The redis_session_init is the function I call right before session_start() so that it gets registered. I'm not sure how the redis_session_write function works though so maybe someone can help me with that.
<?php
namespace RedisSession
{
$redisTargetPrefix = "PHPREDIS_SESSION:";
$unpackItems = array( );
$redisServer = "tcp://cache.emcweb.com";
function redis_session_init( $unpack = null, $server = null, $prefix = null )
{
global $unpackItems, $redisServer, $redisTargetPrefix;
if( $unpack !== null )
{
$unpackItems = $unpack;
}
if( $server !== null )
{
$redisServer = $server;
}
if( $prefix !== null )
{
$redisTargetPrefix = $prefix;
}
session_set_save_handler( 'RedisSession\redis_session_open', 'RedisSession\redis_session_close', 'RedisSession\redis_session_read', 'RedisSession\redis_session_write', 'RedisSession\redis_session_destroy', 'RedisSession\redis_session_gc' );
}
function redis_session_read( $id )
{
global $redisServer, $redisTargetPrefix;
$redisConnection = new \Predis\Client( $redisServer );
return base64_decode( $redisConnection->get( $redisTargetPrefix . $id ) );
}
function redis_session_write( $id, $data )
{
global $unpackItems, $redisServer, $redisTargetPrefix;
$redisConnection = new \Predis\Client( $redisServer );
$ttl = ini_get( "session.gc_maxlifetime" );
$redisConnection->pipeline( function ($r) use (&$id, &$data, &$redisTargetPrefix, &$ttl, &$unpackItems)
{
$r->setex( $redisTargetPrefix . $id, $ttl, base64_encode( $data ) );
foreach( $unpackItems as $item )
{
$keyname = $redisTargetPrefix . $id . ":" . $item;
if( isset( $_SESSION[ $item ] ) )
{
$r->setex( $keyname, $ttl, $_SESSION[ $item ] );
}
else
{
$r->del( $keyname );
}
}
} );
}
function redis_session_destroy( $id )
{
global $redisServer, $redisTargetPrefix;
$redisConnection = new \Predis\Client( $redisServer );
$redisConnection->del( $redisTargetPrefix . $id );
$unpacked = $redisConnection->keys( $redisTargetPrefix . $id . ":*" );
foreach( $unpacked as $unp )
{
$redisConnection->del( $unp );
}
}
// These functions are all noops for various reasons... opening has no practical meaning in
// terms of non-shared Redis connections, the same for closing. Garbage collection is handled by
// Redis anyway.
function redis_session_open( $path, $name )
{
}
function redis_session_close()
{
}
function redis_session_gc( $age )
{
}
}
The issue was solved and it was much dumber than I thought.
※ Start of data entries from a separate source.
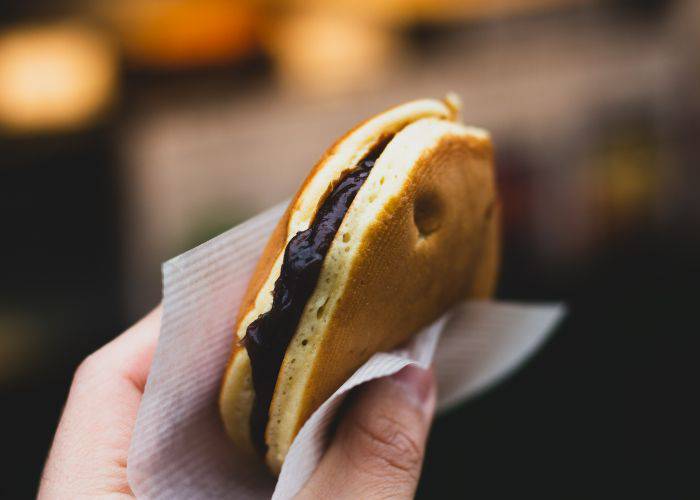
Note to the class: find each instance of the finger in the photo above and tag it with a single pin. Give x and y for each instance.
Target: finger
(379, 446)
(88, 455)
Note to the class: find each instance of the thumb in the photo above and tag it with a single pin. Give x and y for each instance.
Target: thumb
(379, 446)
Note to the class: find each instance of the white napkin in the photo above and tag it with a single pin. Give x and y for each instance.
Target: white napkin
(179, 449)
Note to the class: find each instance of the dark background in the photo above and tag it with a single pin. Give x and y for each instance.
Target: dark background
(594, 109)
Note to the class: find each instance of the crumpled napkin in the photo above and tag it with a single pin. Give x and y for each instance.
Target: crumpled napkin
(179, 449)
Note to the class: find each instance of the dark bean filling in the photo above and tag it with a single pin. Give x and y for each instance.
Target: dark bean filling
(267, 337)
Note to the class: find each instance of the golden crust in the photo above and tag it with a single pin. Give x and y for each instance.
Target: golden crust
(455, 256)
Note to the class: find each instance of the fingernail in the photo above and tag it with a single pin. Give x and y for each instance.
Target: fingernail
(419, 384)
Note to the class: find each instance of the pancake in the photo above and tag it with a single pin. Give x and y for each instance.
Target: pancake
(418, 234)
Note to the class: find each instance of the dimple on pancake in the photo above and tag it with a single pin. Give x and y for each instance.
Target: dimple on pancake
(420, 235)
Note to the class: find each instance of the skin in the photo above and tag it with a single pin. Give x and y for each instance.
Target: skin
(376, 452)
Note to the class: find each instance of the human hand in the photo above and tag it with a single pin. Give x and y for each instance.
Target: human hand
(377, 450)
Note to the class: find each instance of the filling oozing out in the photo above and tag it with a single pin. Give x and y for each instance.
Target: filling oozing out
(267, 337)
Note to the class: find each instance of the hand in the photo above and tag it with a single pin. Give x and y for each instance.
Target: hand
(377, 450)
(88, 455)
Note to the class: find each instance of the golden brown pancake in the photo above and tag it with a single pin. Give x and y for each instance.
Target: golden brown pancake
(421, 234)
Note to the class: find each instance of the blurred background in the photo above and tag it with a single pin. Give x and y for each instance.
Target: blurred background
(133, 130)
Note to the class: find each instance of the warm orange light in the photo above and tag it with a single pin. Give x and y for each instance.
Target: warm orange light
(182, 33)
(53, 77)
(328, 53)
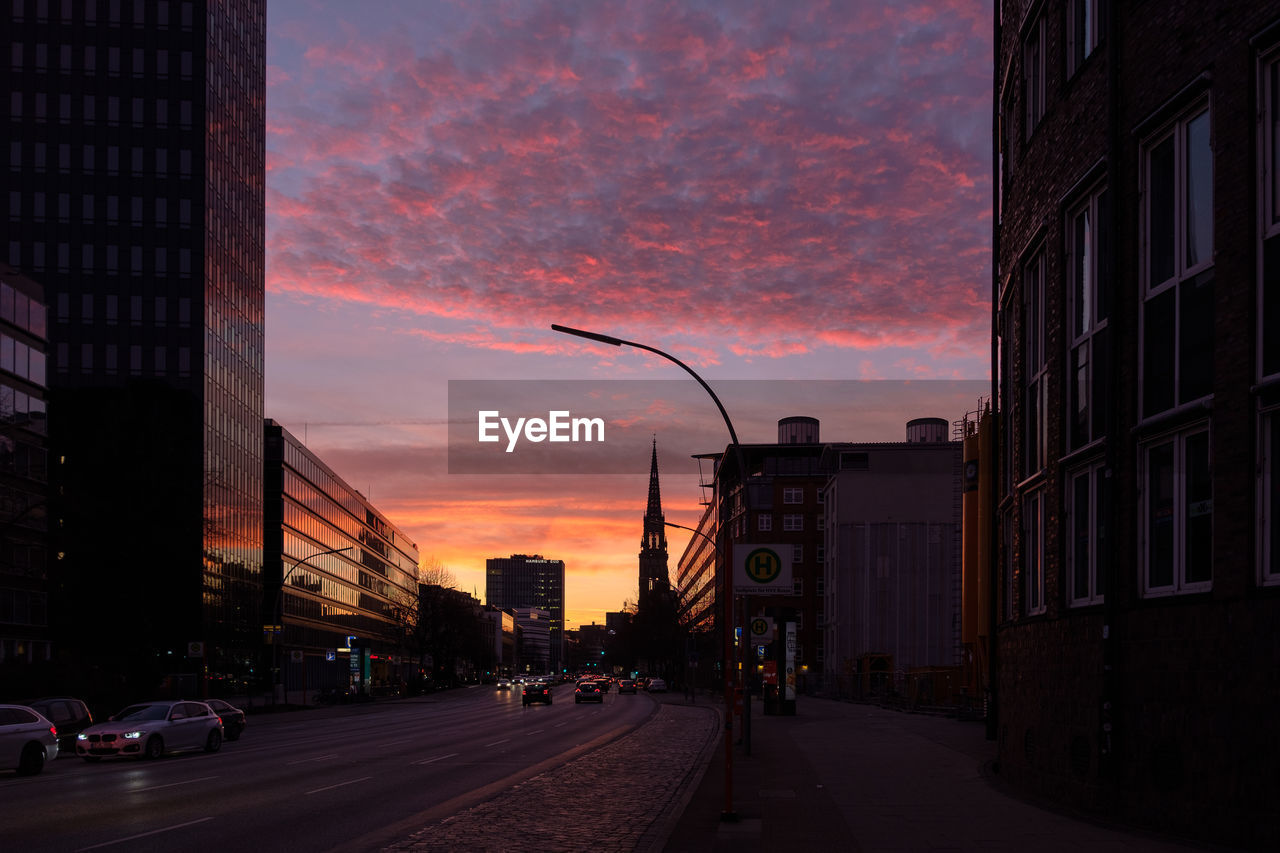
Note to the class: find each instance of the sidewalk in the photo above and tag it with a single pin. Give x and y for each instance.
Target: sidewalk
(860, 778)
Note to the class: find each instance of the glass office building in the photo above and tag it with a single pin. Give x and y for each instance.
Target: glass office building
(347, 571)
(135, 182)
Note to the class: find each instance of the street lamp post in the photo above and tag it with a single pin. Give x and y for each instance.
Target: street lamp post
(727, 813)
(278, 614)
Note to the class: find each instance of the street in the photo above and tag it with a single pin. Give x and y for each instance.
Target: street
(355, 776)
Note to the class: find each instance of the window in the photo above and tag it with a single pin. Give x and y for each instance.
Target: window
(1033, 77)
(1034, 368)
(1083, 32)
(1087, 541)
(1089, 304)
(1178, 313)
(1178, 514)
(1270, 500)
(1033, 553)
(1269, 181)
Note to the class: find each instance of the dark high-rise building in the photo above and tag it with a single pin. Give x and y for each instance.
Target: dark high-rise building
(24, 639)
(521, 582)
(135, 145)
(654, 576)
(1137, 304)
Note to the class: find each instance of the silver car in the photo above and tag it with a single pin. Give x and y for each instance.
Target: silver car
(27, 739)
(151, 729)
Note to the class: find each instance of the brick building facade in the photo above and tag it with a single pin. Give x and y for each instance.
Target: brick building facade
(1137, 282)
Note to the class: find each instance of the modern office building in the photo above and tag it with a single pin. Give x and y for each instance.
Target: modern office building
(350, 578)
(1137, 304)
(24, 637)
(521, 582)
(135, 181)
(891, 589)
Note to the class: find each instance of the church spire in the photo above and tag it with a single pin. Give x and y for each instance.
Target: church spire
(653, 542)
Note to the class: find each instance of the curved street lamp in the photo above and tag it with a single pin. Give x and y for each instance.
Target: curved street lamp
(728, 813)
(278, 612)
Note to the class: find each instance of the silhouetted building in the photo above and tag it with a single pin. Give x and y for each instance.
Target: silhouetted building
(24, 637)
(355, 598)
(136, 150)
(1137, 299)
(521, 582)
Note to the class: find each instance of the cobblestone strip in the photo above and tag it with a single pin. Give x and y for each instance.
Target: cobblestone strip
(618, 798)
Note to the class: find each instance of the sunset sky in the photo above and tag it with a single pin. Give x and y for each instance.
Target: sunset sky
(764, 190)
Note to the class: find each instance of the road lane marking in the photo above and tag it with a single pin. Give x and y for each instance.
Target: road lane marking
(339, 785)
(173, 784)
(133, 838)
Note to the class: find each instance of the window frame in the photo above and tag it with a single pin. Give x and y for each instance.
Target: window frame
(1184, 277)
(1179, 514)
(1095, 542)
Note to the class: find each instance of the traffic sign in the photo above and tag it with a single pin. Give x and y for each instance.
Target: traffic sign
(762, 569)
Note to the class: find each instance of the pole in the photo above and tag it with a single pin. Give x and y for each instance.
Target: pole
(728, 616)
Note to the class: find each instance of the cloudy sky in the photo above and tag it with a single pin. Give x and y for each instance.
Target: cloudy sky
(764, 190)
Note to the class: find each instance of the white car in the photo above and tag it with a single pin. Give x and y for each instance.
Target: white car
(151, 729)
(27, 739)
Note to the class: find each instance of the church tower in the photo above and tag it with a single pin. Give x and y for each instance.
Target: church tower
(653, 543)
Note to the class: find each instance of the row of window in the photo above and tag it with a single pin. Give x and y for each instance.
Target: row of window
(91, 12)
(23, 311)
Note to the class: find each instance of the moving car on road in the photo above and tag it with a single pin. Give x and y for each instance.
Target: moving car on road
(588, 692)
(151, 729)
(27, 739)
(535, 692)
(233, 719)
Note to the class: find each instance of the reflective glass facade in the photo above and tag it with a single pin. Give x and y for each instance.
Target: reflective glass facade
(23, 475)
(135, 178)
(328, 597)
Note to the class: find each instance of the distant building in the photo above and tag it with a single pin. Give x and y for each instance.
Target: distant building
(1137, 305)
(24, 635)
(891, 582)
(136, 188)
(533, 641)
(654, 575)
(327, 598)
(530, 580)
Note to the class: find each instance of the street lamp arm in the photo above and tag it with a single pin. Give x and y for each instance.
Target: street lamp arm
(620, 342)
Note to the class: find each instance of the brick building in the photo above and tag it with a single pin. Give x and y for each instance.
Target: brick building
(1137, 282)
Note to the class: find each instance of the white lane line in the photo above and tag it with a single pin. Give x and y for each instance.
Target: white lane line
(173, 784)
(339, 785)
(133, 838)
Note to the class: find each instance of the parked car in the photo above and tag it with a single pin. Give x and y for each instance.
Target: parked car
(71, 716)
(233, 719)
(588, 692)
(27, 739)
(151, 729)
(535, 692)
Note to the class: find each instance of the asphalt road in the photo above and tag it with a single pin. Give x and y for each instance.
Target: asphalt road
(352, 778)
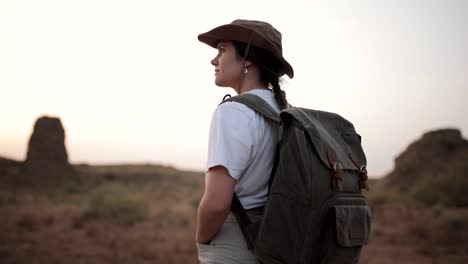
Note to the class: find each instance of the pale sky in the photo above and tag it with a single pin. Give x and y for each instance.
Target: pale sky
(131, 82)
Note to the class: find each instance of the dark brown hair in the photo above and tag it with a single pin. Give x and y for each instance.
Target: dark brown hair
(269, 67)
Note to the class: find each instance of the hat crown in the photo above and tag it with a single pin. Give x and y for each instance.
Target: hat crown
(264, 29)
(253, 32)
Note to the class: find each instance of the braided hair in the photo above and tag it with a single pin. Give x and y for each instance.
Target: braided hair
(269, 69)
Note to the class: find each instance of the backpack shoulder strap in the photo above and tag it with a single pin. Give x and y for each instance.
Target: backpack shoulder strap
(256, 103)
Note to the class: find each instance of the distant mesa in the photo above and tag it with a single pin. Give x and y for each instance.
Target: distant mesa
(46, 164)
(433, 168)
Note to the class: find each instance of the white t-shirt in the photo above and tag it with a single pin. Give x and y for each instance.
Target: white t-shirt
(244, 143)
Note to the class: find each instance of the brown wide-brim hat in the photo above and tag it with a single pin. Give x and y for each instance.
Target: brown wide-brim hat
(256, 33)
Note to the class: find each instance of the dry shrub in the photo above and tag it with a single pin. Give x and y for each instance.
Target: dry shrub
(454, 222)
(117, 203)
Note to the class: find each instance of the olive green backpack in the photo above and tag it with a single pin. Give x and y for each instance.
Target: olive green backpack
(315, 212)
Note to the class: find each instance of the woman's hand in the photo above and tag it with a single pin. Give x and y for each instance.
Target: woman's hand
(215, 203)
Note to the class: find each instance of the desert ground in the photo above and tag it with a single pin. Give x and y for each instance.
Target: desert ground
(147, 214)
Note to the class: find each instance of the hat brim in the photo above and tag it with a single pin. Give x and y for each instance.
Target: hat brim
(231, 32)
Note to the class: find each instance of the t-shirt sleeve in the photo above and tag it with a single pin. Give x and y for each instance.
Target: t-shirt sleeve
(231, 140)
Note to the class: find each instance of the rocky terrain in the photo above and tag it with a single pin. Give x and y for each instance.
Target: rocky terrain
(144, 213)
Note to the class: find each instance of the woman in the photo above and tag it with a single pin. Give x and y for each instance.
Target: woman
(241, 143)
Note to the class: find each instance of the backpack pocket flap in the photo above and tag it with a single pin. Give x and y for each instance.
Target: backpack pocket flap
(352, 225)
(325, 132)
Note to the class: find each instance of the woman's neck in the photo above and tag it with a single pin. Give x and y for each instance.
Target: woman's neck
(249, 83)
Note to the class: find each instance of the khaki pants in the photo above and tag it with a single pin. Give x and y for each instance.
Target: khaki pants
(227, 247)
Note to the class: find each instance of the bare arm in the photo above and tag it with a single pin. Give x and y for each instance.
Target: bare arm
(215, 203)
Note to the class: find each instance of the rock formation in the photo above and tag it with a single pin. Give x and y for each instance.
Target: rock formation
(434, 168)
(46, 164)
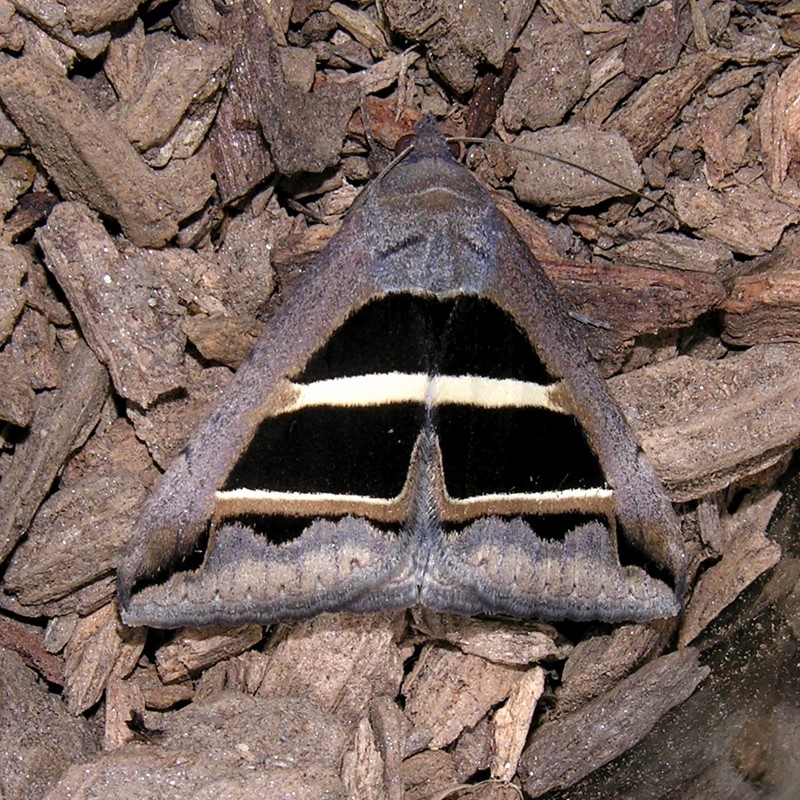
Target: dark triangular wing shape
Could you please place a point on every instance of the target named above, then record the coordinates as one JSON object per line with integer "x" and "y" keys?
{"x": 294, "y": 521}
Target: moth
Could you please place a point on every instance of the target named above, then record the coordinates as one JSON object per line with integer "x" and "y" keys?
{"x": 420, "y": 424}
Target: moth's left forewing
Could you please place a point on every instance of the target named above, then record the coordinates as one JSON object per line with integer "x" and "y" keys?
{"x": 500, "y": 560}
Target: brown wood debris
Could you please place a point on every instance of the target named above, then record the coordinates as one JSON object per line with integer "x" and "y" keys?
{"x": 167, "y": 170}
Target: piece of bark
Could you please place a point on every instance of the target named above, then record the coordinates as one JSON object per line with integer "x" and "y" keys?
{"x": 198, "y": 18}
{"x": 447, "y": 691}
{"x": 647, "y": 118}
{"x": 244, "y": 673}
{"x": 305, "y": 130}
{"x": 85, "y": 600}
{"x": 778, "y": 122}
{"x": 50, "y": 16}
{"x": 543, "y": 181}
{"x": 673, "y": 251}
{"x": 79, "y": 533}
{"x": 564, "y": 751}
{"x": 124, "y": 699}
{"x": 167, "y": 426}
{"x": 429, "y": 774}
{"x": 472, "y": 752}
{"x": 28, "y": 642}
{"x": 363, "y": 767}
{"x": 123, "y": 301}
{"x": 342, "y": 661}
{"x": 480, "y": 114}
{"x": 616, "y": 303}
{"x": 512, "y": 722}
{"x": 90, "y": 16}
{"x": 33, "y": 343}
{"x": 86, "y": 156}
{"x": 58, "y": 632}
{"x": 763, "y": 308}
{"x": 77, "y": 537}
{"x": 16, "y": 394}
{"x": 169, "y": 118}
{"x": 747, "y": 553}
{"x": 495, "y": 641}
{"x": 459, "y": 38}
{"x": 62, "y": 420}
{"x": 748, "y": 219}
{"x": 391, "y": 727}
{"x": 158, "y": 695}
{"x": 13, "y": 269}
{"x": 240, "y": 155}
{"x": 231, "y": 745}
{"x": 599, "y": 663}
{"x": 100, "y": 647}
{"x": 683, "y": 411}
{"x": 191, "y": 651}
{"x": 655, "y": 42}
{"x": 552, "y": 76}
{"x": 38, "y": 738}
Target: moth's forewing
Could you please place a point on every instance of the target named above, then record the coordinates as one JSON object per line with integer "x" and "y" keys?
{"x": 420, "y": 423}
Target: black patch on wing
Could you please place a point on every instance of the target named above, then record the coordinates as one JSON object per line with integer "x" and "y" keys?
{"x": 489, "y": 451}
{"x": 363, "y": 451}
{"x": 367, "y": 450}
{"x": 403, "y": 333}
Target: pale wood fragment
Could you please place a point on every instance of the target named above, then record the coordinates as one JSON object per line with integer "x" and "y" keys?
{"x": 512, "y": 722}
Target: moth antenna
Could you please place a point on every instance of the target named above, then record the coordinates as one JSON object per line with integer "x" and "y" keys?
{"x": 566, "y": 163}
{"x": 365, "y": 192}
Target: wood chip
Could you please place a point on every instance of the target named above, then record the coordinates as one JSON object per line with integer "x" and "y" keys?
{"x": 747, "y": 554}
{"x": 13, "y": 268}
{"x": 543, "y": 181}
{"x": 552, "y": 76}
{"x": 85, "y": 155}
{"x": 62, "y": 420}
{"x": 599, "y": 663}
{"x": 190, "y": 651}
{"x": 748, "y": 219}
{"x": 763, "y": 308}
{"x": 363, "y": 767}
{"x": 123, "y": 700}
{"x": 647, "y": 118}
{"x": 429, "y": 774}
{"x": 447, "y": 692}
{"x": 566, "y": 750}
{"x": 494, "y": 641}
{"x": 113, "y": 291}
{"x": 703, "y": 423}
{"x": 342, "y": 661}
{"x": 512, "y": 722}
{"x": 99, "y": 648}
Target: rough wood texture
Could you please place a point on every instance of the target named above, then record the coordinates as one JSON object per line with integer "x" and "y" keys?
{"x": 154, "y": 161}
{"x": 608, "y": 725}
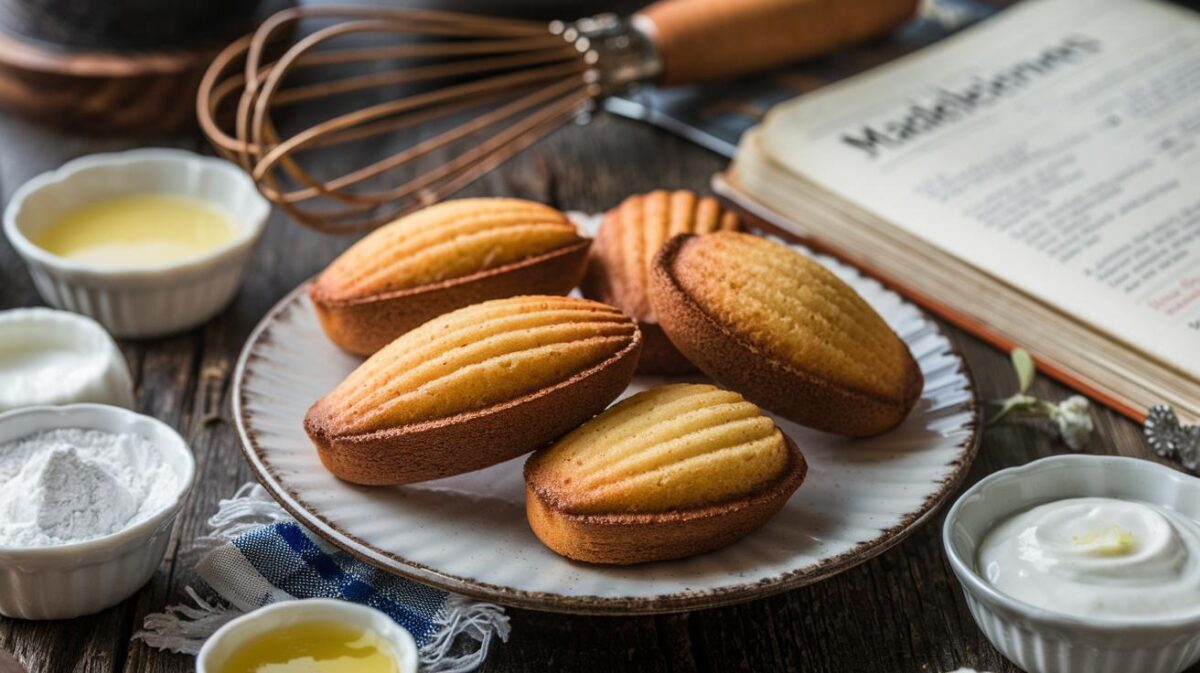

The save handler doesn't implement locking in any way. On the report pages there are multiple requests being made to the server via ajax and the like. One of the ajax requests starts before the report gets saved to session space. Thus, it reads the session, then writes the session at the end.
Since the reports executes faster every time, the report would get cached to the session in Redis but would then be overwritten by the other script that had an older version of the sessien.
I had help from one of my co-workers. Ugh! This was a headache I'm glad to be over.